What about TP's unpaid taxes?

Submitted by iawolve on

Let's assume that he only made half of the $20-40K mentioned from signing his gear. Assuming he is still classified as a dependent (not sure), I believe the minimum annual amount for earnings without filing a tax return is $5,700. It seems plausible that he exceeded that amount in any one of his three years at school so I assume there has to be a tax bill due.

I have not read anything regarding this angle, but the IRS is one organization that has ways to uncover whatever paperwork they want, particularly since Dennis Talbott, his partner in crime is also being pursued for unpaid taxes (http://sports.espn.go.com/ncf/news/story?id=6637444). I could only hope this helps the NCAA if they do not get enough from the checks (!) written to TP from Talbott.

HollywoodHokeHogan

June 9th, 2011 at 5:21 PM ^

Wasn't the car dealer/booster also indicted for tax problems?  The IRS may want Pryor's "cooperation" even if they are not genuinely interested in nabbing him for failure to file.  They have ways of encouraging cooperation that the NCAA lacks.

I3lackcell

June 9th, 2011 at 5:22 PM ^

As a tax accountant this was one of the first things that I thought of when all these stories started breaking.

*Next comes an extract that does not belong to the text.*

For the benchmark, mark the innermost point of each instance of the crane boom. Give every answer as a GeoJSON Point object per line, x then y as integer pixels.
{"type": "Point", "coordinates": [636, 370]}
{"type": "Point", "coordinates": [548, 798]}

The tax implications of trading goods for tattoos is also something that I would be interested in from a tax perspective.  

I3lackcell

June 9th, 2011 at 5:29 PM ^

http://www.myfox28columbus.com/shared/newsroom/top_stories/videos/wtte_vid_11495.shtml

 

 

Pryor Could Face IRS Payments?

COLUMBUS -- Recent allegations that former OSU Quarter Back Terrelle Pryor earned as much as $40,000 for signing memorabilia could have him answering to the IRS. 

According to a Columbus tax attorney professor everything, Pryor exchanged for cash or services is considered income. That includes the sale of any personal memorabilia like gold pants or championship Rings -- even the market value of any tattoos he was given. 

If Pryor didn't report these as income to the Internal Revenue Service, then he faces even more trouble in the form of penalties and interest.

BiSB

June 9th, 2011 at 5:40 PM ^

And while I can see the case for having to claim income for autographs, selling goods for money is not "income," is it?  If the items were his, and he therefore presumably had full equity in them, his worth did not increase (i.e. there was no profit). 

HollywoodHokeHogan

June 9th, 2011 at 6:22 PM ^

full equity, but whether there was profit depends on his basis in the goods sold (unless he is classified as one whose trade of business was selling these goods).    I'm pretty sure that if he stole the goods, he essentially takes with zero basis-  the entire FMV of the good is profit.  If the goods were a gift, well OSU would die if they were classified as gifts (they would also owe gift tax on the transaction).   

BiSB

June 9th, 2011 at 8:14 PM ^

They aren't technically "gifts," but they aren't compensation (he isn't an employee, and they don't get rings for services).  If that were the case, they would owe taxes on the rings when they were received.  The only thing I can think of would be some sort of capital asset, but that doesn't seem right either.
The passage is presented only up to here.